Health checks and troubleshooting

# Is the API listening?
curl -s http://localhost:11434/api/tags | jq .

# Common incident triage
# - Web UI loads but no responses: is ollama up? (compose ps, logs)
# - TLS warnings: client trust not installed for your CA/leaf.
# - Slow responses: you are oversizing the model for the hardware.

Performance Reality (CPU-Only)

Model size: 7B/8B is the practical ceiling on 16 GB RAM for workable latency.
Context window: Large contexts multiply CPU time. Use what you need, not what looks impressive.
Threads: Match physical cores; experiment, do not guess. Measure end-to-end latency, not just token rate.
RAG: Retrieval and chunking beat brute-forcing bigger models. Clean documents produce cleaner answers.

If you need a step-change, add RAM and/or introduce a GPU node on the network, then route requests with a gateway (HAProxy/Traefik). No amount of wishful flags will turn a NUC into a datacenter.

Security Precautions

Expose only the reverse proxy on the LAN. Keep Open WebUI and Ollama on an internal Docker network.
Use a private CA for internal TLS and distribute its root to managed clients.
Keep Docker and base OS patched. Remove unused images and stale containers.
Run admin commands as a normal user with sudo. Avoid interactive root shells unless necessary.
Segment the host with a local firewall; permit only expected ingress/egress.
Log and rotate reverse-proxy access logs; avoid logging sensitive prompts verbatim.
Back up model blobs and knowledge stores; test restore procedures quarterly.

Upgrades and Housekeeping

# Update images deliberately, then roll forward
docker compose pull
docker compose up -d

# Re-check profile → KB bindings after major WebUI upgrades

Keep a CHANGELOG. If something breaks, you want a single source of truth about what changed, when, and why.

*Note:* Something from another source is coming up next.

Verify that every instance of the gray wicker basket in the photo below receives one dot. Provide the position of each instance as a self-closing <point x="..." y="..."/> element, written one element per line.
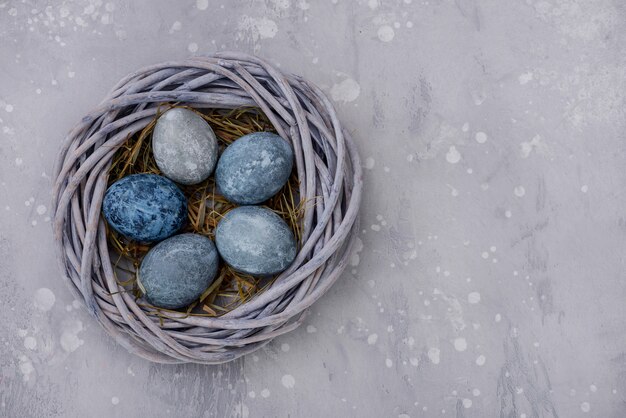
<point x="328" y="168"/>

Roadmap: Sensible Next Steps

Profile cleanup: retire duplicate or legacy entries; standardise naming.
Attach KB by default: ensure the main profile has Knowledge enabled so users do not need chat prefixes.
Gateway for multi-node: introduce a lightweight gateway (for example, HAProxy) to route requests to the best node as your fleet grows.
GPU node: add a discrete GPU box and route heavy jobs there while the NUC handles lighter tasks and UI.

Appendix

A. Nginx vhost variant (optional)

server {
  listen 443 ssl http2;
  server_name ai.example.internal;

  ssl_certificate     /path/to/certs/ai.example.internal.crt;
  ssl_certificate_key /path/to/private/ai.example.internal.key;

  location / {
    proxy_pass http://openwebui:8080/;
    proxy_set_header Host $host;
    proxy_set_header X-Forwarded-Proto $scheme;
    proxy_set_header X-Real-IP $remote_addr;
  }
}

B. Quick sanity checklist

Reverse proxy answers on HTTPS with a certificate the clients trust.
Open WebUI reachable only via proxy, not exposed on host ports.
Ollama reachable from WebUI; models pulled and listed.
Profile created and set as default; Knowledge attached and working.
Backups exist, restores tested, and pruning policy defined.

Redactions: internal hostnames, IP subnets, certificate paths, and any inventory identifiers have been intentionally generalized to avoid increasing your exposure. Swap your own values in – and keep them out of screenshots and public commits.